In fact, being skilled at taking care of yourself may improve your capacity to care for others; if you're not fulfilled, you're only able to see other people through the filter of your own needs. And studies suggest that not taking care of ourselves is unhealthy for those who depend upon us. At the Beth Israel Deaconess Medical Center in Boston, researchers found that greater levels of caregiver stress were associated with increased respiratory problems among the infants in their charge.

A friend who does a lot of pro bono work in addition to demanding full-time paying projects seemed to be in a debilitating cycle: She'd work till she collapsed, when she'd have to take a couple of weeks off to recuperate (during which time she lost both momentum and money), and then she'd fall back immediately into the same frenzied work routine. Because she is a brilliant woman, and kind, her family and friends often called on her expertise in matters professional and otherwise. Her appointment book looked like the diary of a Survivor contestant. Which, in a way, she was. But though she had won many hard-earned victories for other people, she herself was barely surviving. (Not incidentally, her house, quite literally, was falling down around her.) So she started to make exercise—which sometimes meant just a vigorous walk—a priority, planned her meals thoughtfully rather than eating on the run, turned off the telephone after 11 P.M. so she could get a full night's sleep, and settled in with a guy who happened to be terrific at fixing things, like leaky plumbing and loose shingles. Guess how all this affected her work: Because she is now more engaged and energetically enthusiastic, her projects are reaching (and therefore helping) more people than ever before.
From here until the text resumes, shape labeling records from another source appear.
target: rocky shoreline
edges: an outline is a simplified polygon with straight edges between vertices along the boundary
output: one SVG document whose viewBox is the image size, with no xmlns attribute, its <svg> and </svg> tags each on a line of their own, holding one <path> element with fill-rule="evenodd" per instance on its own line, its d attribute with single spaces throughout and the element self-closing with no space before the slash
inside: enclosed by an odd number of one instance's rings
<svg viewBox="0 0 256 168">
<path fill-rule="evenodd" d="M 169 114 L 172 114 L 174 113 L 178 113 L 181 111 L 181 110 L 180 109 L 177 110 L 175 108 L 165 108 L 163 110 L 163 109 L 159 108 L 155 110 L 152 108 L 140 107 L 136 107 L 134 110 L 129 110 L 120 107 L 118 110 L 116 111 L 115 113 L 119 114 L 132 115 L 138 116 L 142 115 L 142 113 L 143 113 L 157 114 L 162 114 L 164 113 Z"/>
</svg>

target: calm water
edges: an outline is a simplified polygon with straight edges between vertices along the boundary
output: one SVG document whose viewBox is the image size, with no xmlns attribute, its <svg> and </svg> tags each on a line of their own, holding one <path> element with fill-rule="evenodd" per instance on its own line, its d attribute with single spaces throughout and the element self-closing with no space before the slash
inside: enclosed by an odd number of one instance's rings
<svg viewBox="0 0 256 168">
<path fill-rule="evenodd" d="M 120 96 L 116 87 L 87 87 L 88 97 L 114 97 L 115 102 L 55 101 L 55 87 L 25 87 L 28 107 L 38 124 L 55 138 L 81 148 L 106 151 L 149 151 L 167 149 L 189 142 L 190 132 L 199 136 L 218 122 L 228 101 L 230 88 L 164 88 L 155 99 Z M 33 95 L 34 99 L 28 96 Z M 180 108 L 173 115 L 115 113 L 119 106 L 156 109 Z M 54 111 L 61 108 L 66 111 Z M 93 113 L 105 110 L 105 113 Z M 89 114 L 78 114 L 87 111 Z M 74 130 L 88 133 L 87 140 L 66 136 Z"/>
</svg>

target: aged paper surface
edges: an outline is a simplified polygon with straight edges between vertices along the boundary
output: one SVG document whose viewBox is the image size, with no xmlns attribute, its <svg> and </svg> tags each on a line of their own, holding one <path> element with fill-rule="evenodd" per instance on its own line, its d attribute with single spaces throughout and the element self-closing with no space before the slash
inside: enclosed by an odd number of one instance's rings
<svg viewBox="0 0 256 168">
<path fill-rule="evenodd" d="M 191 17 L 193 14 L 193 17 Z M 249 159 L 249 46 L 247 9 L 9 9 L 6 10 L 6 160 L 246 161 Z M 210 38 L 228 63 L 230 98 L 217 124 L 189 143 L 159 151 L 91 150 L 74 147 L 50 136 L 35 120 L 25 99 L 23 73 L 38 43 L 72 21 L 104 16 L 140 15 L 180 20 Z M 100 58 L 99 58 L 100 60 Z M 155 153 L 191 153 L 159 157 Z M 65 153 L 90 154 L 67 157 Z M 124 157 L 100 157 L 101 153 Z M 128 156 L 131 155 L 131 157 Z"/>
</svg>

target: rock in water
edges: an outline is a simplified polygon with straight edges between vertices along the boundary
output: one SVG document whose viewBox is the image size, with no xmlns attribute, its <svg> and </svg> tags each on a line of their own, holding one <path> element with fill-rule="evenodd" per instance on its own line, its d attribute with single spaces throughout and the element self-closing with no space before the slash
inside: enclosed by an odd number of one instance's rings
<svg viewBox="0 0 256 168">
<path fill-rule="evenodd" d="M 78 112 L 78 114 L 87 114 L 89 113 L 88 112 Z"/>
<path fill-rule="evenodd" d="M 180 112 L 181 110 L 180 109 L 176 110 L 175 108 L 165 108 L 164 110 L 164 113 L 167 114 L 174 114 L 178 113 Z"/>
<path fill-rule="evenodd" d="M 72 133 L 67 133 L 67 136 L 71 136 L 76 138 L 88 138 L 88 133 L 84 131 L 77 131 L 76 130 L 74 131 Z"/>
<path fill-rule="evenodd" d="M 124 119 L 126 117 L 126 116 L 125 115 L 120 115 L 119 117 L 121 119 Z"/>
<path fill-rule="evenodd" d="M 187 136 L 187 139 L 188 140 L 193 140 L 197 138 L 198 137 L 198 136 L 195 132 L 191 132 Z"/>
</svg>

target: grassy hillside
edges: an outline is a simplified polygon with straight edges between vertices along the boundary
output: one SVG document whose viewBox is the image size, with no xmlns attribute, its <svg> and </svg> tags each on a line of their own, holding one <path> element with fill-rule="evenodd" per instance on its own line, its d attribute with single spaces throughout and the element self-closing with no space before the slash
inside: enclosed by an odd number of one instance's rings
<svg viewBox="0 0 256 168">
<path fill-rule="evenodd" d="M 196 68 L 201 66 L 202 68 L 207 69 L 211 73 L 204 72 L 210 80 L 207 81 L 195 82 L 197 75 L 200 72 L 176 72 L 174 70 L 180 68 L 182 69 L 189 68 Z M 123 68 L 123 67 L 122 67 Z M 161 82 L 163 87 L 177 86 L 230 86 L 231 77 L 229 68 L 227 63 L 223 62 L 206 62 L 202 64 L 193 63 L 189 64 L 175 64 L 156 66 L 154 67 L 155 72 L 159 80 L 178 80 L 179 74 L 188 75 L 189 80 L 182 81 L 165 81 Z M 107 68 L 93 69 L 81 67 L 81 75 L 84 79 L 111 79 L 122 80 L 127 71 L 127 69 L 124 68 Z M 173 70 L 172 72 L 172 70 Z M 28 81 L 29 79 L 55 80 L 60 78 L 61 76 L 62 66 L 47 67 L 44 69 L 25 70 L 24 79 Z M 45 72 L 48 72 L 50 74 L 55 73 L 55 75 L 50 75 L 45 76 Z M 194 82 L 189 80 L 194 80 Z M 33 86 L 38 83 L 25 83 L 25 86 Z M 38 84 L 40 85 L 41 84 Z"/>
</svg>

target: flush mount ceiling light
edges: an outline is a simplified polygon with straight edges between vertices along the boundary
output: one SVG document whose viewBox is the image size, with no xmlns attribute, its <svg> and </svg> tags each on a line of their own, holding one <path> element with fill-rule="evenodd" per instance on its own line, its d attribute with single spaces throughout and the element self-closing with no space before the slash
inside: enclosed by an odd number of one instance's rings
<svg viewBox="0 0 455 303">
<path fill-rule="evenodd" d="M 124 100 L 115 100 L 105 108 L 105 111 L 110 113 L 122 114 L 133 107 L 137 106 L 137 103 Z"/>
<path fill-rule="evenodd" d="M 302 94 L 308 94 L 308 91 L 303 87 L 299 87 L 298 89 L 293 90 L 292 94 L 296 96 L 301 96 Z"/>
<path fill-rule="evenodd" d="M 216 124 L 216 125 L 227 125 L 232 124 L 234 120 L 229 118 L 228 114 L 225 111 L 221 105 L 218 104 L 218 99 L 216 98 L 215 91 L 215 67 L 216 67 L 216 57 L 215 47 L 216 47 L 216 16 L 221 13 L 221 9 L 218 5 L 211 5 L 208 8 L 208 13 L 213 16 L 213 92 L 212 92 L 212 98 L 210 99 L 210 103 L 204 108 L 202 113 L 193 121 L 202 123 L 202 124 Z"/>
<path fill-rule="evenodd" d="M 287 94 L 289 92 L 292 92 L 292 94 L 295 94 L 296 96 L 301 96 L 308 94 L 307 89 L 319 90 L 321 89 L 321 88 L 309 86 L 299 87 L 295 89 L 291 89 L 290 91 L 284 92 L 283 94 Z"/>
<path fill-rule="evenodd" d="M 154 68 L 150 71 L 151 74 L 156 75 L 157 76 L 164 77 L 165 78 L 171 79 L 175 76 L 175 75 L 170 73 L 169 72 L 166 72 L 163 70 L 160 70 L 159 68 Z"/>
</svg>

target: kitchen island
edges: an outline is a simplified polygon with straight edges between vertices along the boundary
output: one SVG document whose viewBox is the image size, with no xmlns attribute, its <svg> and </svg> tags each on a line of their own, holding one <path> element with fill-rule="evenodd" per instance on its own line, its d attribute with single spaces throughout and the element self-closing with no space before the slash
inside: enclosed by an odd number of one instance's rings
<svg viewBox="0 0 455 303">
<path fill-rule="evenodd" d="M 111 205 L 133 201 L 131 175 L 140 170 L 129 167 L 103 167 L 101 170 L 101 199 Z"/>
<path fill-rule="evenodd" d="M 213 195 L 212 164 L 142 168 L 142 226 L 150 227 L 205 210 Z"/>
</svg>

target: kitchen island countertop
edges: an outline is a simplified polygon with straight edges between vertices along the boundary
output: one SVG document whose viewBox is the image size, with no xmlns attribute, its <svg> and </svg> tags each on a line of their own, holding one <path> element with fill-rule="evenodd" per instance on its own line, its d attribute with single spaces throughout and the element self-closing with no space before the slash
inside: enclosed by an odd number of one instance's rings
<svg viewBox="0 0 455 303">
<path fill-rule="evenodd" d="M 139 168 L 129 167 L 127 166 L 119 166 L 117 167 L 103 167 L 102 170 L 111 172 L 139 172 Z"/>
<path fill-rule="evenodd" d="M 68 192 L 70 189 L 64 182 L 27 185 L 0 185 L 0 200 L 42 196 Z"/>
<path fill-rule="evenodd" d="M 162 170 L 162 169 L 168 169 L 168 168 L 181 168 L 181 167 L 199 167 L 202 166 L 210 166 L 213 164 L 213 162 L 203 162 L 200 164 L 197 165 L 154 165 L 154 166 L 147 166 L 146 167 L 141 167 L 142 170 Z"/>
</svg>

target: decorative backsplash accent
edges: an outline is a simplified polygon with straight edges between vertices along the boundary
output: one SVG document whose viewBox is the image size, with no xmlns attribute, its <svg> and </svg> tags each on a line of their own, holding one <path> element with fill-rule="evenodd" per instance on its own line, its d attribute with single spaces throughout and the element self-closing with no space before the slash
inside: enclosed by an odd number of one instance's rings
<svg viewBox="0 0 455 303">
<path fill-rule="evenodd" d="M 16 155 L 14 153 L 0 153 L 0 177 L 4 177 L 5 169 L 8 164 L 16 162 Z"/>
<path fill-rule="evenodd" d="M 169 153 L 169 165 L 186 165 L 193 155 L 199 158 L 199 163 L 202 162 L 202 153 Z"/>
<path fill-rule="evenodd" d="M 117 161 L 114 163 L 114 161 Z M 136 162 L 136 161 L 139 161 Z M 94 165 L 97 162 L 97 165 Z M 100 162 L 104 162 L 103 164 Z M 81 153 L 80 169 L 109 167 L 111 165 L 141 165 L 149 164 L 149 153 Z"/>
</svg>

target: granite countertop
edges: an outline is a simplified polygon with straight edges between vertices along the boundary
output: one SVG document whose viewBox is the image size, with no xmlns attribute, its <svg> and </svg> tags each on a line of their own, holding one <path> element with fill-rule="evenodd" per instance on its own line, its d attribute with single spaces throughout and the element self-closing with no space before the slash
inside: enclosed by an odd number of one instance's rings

I recently read about a kind of therapy advocating that when we're stressed or suffering, we put our hand over our heart or touch our cheek as we might touch the cheek of a child we love, and say simply, "I understand." In that moment, we're accomplishing one of our greatest responsibilities; without feeling loving-kindness and compassion for ourselves, we can never really know what they are.

It's the easy way to put yourself first. And it only takes a moment.